Connecting to a wireless network
Wireless technology transfers data across radio waves instead of wires. Your computer may be
equipped with one or more of the following wireless devices:
Wireless local area network (WLAN) device—Connects the computer to wireless local area
networks (commonly referred to as Wi-Fi networks, wireless LANs, or WLANs) in corporate
offices, your home, and public places such as airports, restaurants, coffee shops, hotels, and
universities. In a WLAN, the mobile wireless device in your computer communicates with a
wireless router or a wireless access point.

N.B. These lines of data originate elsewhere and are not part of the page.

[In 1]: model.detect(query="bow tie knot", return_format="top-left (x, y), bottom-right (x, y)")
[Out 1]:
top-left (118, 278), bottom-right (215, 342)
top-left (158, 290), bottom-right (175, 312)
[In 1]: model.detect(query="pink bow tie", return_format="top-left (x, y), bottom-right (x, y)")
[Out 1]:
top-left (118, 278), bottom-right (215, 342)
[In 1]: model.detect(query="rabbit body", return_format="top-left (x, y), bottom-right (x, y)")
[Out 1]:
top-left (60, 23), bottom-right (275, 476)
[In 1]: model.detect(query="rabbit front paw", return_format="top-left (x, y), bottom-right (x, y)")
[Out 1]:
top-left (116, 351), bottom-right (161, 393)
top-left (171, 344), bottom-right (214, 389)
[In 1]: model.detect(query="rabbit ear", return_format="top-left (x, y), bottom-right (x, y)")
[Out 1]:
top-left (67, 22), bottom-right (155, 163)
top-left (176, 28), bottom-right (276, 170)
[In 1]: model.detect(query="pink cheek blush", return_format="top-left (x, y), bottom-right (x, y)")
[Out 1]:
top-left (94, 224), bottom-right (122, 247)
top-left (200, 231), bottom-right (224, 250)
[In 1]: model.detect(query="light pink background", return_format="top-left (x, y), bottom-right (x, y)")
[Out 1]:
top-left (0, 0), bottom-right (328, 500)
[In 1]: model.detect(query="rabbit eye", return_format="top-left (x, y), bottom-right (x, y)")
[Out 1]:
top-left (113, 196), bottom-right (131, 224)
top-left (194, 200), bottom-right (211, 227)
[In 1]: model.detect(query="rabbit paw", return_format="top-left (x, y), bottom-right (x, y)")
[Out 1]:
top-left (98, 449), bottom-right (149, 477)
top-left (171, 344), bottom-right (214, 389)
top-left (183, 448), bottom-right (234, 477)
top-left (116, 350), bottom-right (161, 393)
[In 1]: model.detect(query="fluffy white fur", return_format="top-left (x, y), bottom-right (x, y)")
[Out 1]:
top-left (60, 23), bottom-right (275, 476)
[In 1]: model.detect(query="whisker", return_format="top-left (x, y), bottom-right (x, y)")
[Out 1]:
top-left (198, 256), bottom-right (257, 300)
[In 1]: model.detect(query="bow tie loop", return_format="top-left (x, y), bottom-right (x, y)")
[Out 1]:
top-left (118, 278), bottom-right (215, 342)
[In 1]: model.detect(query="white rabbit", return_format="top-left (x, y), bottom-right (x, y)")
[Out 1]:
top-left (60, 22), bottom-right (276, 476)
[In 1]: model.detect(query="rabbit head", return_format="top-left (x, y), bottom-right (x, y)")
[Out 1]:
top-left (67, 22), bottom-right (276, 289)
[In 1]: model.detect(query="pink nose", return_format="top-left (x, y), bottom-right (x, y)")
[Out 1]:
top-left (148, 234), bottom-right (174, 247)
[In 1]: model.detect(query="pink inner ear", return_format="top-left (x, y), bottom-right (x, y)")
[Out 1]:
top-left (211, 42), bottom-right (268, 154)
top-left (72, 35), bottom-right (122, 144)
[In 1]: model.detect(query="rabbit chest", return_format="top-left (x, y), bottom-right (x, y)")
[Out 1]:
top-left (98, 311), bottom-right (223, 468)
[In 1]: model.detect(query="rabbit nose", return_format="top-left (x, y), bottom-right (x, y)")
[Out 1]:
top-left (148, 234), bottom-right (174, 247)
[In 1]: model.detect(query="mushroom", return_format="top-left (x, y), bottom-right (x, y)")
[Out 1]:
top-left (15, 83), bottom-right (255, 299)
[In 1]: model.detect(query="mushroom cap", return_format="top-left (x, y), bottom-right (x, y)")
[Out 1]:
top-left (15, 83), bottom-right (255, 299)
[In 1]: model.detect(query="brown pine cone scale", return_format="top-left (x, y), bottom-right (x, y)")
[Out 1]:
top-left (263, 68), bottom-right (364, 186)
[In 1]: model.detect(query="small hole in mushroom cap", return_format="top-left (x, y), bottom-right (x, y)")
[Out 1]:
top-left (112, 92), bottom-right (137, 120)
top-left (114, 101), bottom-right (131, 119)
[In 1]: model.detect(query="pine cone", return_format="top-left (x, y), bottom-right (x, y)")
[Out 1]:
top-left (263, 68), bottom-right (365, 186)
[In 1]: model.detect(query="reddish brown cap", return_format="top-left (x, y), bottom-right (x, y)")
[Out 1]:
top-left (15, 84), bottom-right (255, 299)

Bluetooth device (select models only)—Creates a personal area network (PAN) to connect to
other Bluetooth-enabled devices such as computers, phones, printers, headsets, speakers, and
cameras. In a PAN, each device communicates directly with other devices, and devices must be
relatively close together—typically within 10 meters (approximately 33 feet) of each other.
For more information about wireless technology, the Internet, and networking, see the information
and website links provided in Help and Support. From the Start screen, type
help
, and then select
Help and Support
.
Using the wireless controls
You can control the wireless devices in your computer using one or more of these features:
Wireless button, wireless switch, wireless key, or airplane mode key (referred to in this chapter
as the wireless button) (select models only)
Operating system controls
Using the wireless button
The computer has a wireless button, one or more wireless devices, and, on select models, one or two
wireless lights. All the wireless devices on your computer are enabled at the factory, and if your
computer has a wireless light, the wireless light is on (white) when you turn on the computer.
The wireless light indicates the overall power state of your wireless devices, not the status of
individual devices. If the wireless light is white, at least one wireless device is on. If the wireless light
is off, all wireless devices are off.
NOTE:
On some models, the wireless light is amber when all wireless devices are off.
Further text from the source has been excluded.